The post-lockdown pent up demand in the housing market, which gave rise to a summer boom in UK real estate activity, is increasingly being supplanted by fresh waves of competition amongst buyers seeking homes with more space and green access. Matching this demand has been a steady increase in supply levels as the number of new instructions grew for the fourth month in a row in September. This simultaneous peak in supply and demand has expanded house price growth yet higher, as government support measures continue to galvanise investors.

Halifax’s house price index reports that annual house price growth jumped from 5.2 per cent in August to 7.3 per cent in September 2020. This is representative of a 1.6 per cent monthly surge and brings the average UK house price to £245,747. London was a key driver of this buoyancy, with average quarterly price growth of 0.2 per cent in prime central property - the same heights as the ‘Boris Bounce’ experienced post-elections at the end of 2019. Further, prime outer London properties recorded two consecutive months of increasing prices over August and September 2020. Halifax analysis indicates that this is the strongest rate of growth since June 2016.

Buyers are highly motivated given the UK property market’s underlying institutional and infrastructural fundamentals. Add to that the fact that sellers on the market are re-evaluating their needs. Underpinning this dynamic is a highly conducive environment catalysing transactions including the stamp duty holiday, low-interest rates and schemes such as Help to Buy. These forces have coalesced to drive strong and stable levels of market activity in the medium term, with waves of competition for quality assets bolstering prices. As such, approximately 52 per cent of RICS surveyors experienced more buyer enquiries in September, with the number of offers accepted 154 per cent ahead of five-year averages in the week of 19th September.

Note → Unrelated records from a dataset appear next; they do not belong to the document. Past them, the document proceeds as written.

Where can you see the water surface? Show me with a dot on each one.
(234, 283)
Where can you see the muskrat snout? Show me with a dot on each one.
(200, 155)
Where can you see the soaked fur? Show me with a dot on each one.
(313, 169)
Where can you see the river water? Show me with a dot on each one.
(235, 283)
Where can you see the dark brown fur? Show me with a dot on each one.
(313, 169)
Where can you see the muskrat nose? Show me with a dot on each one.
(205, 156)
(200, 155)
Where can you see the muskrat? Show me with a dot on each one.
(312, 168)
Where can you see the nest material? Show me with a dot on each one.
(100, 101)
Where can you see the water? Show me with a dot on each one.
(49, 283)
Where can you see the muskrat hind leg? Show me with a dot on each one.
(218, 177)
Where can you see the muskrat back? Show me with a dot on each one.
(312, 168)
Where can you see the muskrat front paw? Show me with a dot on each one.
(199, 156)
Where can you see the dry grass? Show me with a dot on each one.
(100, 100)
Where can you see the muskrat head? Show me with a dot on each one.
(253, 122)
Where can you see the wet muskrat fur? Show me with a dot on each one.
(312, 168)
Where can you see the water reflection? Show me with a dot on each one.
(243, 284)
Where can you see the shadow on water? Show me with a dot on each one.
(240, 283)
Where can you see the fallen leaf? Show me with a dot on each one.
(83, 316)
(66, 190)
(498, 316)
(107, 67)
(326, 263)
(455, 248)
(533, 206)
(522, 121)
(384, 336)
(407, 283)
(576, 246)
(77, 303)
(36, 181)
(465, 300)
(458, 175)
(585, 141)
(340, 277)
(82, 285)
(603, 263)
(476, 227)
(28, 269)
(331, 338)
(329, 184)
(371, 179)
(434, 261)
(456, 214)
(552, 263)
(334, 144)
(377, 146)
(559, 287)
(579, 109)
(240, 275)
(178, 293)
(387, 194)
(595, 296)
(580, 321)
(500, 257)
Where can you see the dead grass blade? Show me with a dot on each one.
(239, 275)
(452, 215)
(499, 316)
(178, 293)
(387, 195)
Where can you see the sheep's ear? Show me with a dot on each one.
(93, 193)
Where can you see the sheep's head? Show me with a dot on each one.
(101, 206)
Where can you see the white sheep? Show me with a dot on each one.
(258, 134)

Looking ahead, the government is taking steps to accelerate universal access to housing through measures designed to stimulate first-time buyer activity specifically. Prime Minister Boris Johnson announced plans to develop long-term fixed-rate mortgages with only 5 per cent deposits. By rescinding the requirement to undertake normal stress test rules, the scheme hopes to introduce “a form of state guarantee” to lenders to lower the risk of loans. This would provide enormous impetus, particularly to first time buyers with small deposits.